The point behind this story is that a priori knowledge forms a key ingredient in efficiently solving inverse problems, namely problems in which one seeks to go “backwards” from effects to causes. A classic optical inverse problem is the question of determining a given two-dimensional complex scalar optical field given only the intensity of its corresponding far-field diffraction pattern. This is known as the “phase problem,” and it appears in a rich variety of fields of optics from acoustics and crystallography through to coherent x-ray optics and quantum-mechanical potential scattering. Unfortunately, in general the phase problem is intractable.
But, in both the cafe meeting and the optical phase problem, a priori knowledge comes to the rescue. Over the decades many optics workers have recognized the key importance of such a priori knowledge as the finite extent of the desired two-dimensional field (“finite support”) in rendering tractable the optical inverse problem described above.

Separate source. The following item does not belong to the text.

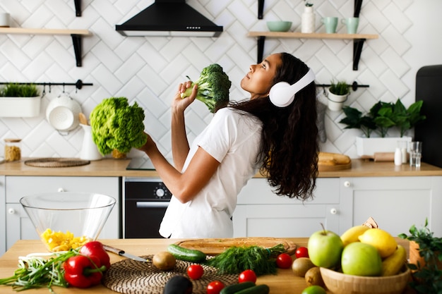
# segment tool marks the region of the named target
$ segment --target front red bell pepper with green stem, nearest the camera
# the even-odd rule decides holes
[[[76,255],[69,257],[63,264],[64,279],[77,288],[88,288],[101,282],[106,266],[95,256]]]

One form of a priori knowledge is a rough estimate for the complex field to be reconstructed, or, as a slight restriction of this requirement, a rough estimate of the phase of the field that is to be reconstructed. In this very clever article by Osherovich, Zibulevsky, and Yavneh, the authors have shown that the far-field phase problem can be solved considerably more efficiently when such a rough phase estimate is available. Both mathematical and computational examples are given to demonstrate the authors’ key findings. This important paper adds a powerful new tool to the means for gaining and accelerating the convergence of the inverse problem of phase retrieval from far-field diffraction patterns, and I warmly recommend it to your attention.